Being new to Postgres, I have a question regarding caching. I do not know how much is handled by the database, vs. how much I need to handle myself.

I have rows which are part of a time series. For the sake of example, let's say I have 1 row every second.

My query is to get the last minute (60 rows), on a rolling basis (from now - 1min to now).

Ideally, I could cache the last result in the client and request the last second. Unfortunately, the data has holes in it: some rows are missing and me be added a few seconds later. So I need to query the whole thing anyways.

I could find where the holes are and make a query just for these, this is also an option.

What I was wondering is: how much caching does Postgres perform on its own?

If I have a query returning rows 3, 4, 5, 6 and my next query returns 4, 5, 6, 7. Would rows 4, 5, 6 have to be fetched again, or are they cached by the database?

Upvotes: 1

Views: 1759

Answers (2)

klin
klin

Reputation: 121594

Postgres includes an extensive caching system. It is very likely that subsequent executions of the same query will use the cached data, but we have virtually no influence on it because the cache works autonomously. What can and should be done is to use prepared statements. Per the documentation:

A prepared statement is a server-side object that can be used to optimize performance. When the PREPARE statement is executed, the specified statement is parsed, analyzed, and rewritten. When an EXECUTE command is subsequently issued, the prepared statement is planned and executed. This division of labor avoids repetitive parse analysis work, while allowing the execution plan to depend on the specific parameter values supplied.

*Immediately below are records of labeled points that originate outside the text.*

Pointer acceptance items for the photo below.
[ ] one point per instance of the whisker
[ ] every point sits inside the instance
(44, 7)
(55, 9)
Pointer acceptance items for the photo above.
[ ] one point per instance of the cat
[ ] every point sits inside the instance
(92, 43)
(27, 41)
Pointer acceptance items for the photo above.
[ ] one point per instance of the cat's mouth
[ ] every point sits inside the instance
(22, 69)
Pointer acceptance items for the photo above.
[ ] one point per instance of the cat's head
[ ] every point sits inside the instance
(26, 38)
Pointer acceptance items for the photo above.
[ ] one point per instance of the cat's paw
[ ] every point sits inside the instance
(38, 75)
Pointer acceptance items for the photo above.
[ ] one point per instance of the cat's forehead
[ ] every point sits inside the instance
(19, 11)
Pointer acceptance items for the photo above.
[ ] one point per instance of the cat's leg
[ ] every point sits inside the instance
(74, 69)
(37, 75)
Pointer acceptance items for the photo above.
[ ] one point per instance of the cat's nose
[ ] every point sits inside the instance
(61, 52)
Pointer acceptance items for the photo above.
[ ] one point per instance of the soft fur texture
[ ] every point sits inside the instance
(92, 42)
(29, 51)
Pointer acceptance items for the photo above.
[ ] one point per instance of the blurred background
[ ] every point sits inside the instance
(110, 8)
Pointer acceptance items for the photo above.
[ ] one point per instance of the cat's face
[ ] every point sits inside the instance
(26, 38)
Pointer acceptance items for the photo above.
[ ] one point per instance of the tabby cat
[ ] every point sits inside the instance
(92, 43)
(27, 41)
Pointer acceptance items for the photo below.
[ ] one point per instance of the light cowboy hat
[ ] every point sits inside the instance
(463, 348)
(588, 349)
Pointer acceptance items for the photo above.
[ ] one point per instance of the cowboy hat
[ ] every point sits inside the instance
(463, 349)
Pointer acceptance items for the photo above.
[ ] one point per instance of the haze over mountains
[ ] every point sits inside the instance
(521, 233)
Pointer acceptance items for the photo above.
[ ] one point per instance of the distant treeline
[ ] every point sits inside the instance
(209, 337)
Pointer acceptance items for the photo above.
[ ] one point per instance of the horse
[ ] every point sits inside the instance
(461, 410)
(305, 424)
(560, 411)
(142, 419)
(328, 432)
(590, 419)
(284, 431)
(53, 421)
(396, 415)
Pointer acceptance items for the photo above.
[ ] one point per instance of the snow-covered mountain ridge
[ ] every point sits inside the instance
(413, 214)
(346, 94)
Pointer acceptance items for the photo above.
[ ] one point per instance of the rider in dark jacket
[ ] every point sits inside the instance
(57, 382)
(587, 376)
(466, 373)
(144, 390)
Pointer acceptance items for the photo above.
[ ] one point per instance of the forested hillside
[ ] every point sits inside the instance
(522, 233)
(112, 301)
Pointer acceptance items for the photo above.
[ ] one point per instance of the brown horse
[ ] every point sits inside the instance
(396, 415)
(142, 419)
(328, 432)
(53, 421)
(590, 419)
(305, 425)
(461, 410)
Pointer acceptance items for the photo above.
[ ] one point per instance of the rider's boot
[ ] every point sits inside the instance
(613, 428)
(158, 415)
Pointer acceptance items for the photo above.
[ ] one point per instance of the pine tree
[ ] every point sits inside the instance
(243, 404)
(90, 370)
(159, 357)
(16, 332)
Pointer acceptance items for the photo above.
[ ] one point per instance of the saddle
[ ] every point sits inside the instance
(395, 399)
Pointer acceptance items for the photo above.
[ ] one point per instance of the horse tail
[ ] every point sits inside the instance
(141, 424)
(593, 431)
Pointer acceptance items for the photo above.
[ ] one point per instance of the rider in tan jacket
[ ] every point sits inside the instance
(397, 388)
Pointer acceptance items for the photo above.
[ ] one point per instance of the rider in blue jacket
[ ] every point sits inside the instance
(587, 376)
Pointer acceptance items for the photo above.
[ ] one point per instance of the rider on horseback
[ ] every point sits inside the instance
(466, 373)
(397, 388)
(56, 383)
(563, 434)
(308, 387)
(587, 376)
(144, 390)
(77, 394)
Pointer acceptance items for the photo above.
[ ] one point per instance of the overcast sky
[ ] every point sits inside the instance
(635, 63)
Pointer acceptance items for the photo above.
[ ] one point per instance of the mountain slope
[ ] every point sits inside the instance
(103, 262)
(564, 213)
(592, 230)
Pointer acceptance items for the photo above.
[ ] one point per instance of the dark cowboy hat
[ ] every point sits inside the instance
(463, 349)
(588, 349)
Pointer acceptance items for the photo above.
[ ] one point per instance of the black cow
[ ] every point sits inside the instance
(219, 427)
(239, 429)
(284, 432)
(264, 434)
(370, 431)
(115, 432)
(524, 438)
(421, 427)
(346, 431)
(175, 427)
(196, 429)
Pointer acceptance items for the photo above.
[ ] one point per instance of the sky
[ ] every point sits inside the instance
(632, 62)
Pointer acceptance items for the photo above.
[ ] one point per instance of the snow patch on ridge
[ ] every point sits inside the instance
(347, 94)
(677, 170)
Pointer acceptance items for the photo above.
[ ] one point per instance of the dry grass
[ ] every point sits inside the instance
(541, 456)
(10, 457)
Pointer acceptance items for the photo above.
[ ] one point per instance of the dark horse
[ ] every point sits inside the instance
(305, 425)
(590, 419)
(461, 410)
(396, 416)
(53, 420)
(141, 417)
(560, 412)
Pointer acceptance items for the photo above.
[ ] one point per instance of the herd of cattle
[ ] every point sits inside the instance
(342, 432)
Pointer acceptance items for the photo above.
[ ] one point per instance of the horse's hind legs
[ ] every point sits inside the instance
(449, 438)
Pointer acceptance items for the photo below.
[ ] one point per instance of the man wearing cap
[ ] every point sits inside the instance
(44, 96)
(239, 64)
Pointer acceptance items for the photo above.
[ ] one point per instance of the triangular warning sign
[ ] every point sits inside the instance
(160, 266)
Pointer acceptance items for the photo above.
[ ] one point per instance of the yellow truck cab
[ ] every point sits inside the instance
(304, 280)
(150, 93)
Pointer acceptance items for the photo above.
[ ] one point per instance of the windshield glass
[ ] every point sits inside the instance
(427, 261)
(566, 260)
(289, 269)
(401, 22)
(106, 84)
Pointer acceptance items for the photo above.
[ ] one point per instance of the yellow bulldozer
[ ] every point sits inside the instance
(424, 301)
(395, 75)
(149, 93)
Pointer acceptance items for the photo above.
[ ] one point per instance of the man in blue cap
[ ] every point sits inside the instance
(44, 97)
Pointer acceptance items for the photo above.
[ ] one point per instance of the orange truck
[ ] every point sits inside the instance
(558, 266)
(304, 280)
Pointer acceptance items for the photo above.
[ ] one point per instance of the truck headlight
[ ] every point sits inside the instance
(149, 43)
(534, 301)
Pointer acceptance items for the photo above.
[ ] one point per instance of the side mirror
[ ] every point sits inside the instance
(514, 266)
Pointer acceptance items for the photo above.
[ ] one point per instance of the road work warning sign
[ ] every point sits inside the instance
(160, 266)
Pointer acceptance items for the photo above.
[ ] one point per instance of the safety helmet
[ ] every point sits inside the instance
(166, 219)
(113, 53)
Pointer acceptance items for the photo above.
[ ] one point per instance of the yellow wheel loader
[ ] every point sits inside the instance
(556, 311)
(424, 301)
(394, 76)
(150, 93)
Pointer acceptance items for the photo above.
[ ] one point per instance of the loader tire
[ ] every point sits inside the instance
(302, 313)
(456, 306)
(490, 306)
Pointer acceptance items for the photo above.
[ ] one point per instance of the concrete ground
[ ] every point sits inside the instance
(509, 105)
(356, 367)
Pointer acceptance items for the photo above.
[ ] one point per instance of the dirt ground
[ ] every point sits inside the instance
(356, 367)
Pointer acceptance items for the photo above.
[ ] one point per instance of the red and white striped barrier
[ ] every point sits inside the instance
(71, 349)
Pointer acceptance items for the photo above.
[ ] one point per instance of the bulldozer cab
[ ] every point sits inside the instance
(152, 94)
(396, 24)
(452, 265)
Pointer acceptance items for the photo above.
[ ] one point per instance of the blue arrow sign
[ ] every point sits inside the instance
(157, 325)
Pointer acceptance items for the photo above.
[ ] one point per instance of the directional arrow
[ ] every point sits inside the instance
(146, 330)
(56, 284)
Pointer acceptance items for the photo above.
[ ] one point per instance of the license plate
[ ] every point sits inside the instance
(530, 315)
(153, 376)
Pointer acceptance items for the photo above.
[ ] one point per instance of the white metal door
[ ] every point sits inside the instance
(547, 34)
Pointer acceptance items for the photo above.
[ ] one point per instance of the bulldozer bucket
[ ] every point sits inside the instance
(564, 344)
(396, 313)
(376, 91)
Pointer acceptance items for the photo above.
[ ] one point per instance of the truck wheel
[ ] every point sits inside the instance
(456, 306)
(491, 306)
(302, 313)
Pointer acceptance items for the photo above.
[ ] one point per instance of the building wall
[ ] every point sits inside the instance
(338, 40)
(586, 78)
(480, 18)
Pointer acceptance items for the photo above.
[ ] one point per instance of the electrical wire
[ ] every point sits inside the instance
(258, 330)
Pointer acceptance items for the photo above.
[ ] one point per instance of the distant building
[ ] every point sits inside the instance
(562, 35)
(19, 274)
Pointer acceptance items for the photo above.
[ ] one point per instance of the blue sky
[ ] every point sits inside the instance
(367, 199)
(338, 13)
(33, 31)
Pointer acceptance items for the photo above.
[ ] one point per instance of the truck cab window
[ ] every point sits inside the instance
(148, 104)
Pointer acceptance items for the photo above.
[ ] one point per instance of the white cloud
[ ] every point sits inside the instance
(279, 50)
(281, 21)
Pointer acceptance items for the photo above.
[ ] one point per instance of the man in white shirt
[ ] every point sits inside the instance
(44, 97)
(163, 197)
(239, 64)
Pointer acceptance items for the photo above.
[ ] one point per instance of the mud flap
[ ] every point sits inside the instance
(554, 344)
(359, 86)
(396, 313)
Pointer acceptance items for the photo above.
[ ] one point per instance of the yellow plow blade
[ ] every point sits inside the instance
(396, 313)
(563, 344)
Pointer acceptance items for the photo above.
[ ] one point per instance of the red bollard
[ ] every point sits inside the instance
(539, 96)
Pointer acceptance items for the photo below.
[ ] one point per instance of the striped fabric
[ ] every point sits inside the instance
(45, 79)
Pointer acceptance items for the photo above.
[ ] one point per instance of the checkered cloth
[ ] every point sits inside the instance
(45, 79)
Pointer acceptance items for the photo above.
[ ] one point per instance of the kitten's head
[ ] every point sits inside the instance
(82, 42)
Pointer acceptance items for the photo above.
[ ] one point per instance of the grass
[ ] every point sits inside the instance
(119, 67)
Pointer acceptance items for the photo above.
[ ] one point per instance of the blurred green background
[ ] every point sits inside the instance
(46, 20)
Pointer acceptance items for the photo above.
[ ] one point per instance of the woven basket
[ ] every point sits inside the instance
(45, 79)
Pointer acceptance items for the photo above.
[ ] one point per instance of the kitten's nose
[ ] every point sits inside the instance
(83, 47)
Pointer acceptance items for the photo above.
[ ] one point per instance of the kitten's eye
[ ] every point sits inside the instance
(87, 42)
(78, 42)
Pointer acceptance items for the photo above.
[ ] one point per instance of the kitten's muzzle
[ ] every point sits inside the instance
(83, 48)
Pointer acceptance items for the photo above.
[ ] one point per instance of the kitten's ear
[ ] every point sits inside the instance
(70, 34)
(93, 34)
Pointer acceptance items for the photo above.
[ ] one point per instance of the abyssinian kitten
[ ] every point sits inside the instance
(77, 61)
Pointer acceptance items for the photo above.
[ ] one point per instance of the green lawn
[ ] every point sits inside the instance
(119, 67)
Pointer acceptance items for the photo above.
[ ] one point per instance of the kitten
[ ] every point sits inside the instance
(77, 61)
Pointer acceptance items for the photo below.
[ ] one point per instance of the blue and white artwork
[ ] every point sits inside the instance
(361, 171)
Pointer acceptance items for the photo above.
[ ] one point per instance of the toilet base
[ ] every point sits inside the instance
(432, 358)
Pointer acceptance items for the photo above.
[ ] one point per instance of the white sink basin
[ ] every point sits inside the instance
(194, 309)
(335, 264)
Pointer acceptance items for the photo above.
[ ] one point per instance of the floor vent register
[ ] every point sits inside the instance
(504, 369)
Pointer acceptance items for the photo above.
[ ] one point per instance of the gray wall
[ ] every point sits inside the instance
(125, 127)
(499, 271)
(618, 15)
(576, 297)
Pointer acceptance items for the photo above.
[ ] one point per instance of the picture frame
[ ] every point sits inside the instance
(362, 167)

However, the scenario described in the question suggests a completely different approach to the issue, namely the use of the NOTIFY / LISTEN feature. In brief:

  • the server sends a notification every time a row is inserted into the table,
  • the application listens on the agreed channel and receives newly entered rows.

In this solution, the application performs the query only once and completes the data from notifications.

Sample trigger function:

create or replace function before_insert_on_my_table()
returns trigger language plpgsql as $$
begin
    perform pg_notify('my_data', new::text);
    return new;
end $$;

create trigger before_insert_on_my_table
before insert on my_table
for each row execute procedure before_insert_on_my_table();

The implementation of the LISTEN statement in an application depends on the language used. For example, the python psycopg2 has convenient tools for it.

Read more about NOTIFY in the docs.

Upvotes: 1

Laurenz Albe
Laurenz Albe

Reputation: 246383

PostgreSQL caches data automatically. Data are read, written and cached in units of 8kB, and whenever you access a row, the block containing the row will be cached.

All you have to make sure is that you have an index on the timestamp of your table, otherwise PostgreSQL has to read the whole table to compute the result. With an index it will read (and cache) only the blocks that contain the data you need, and that will speed up your next query for these data.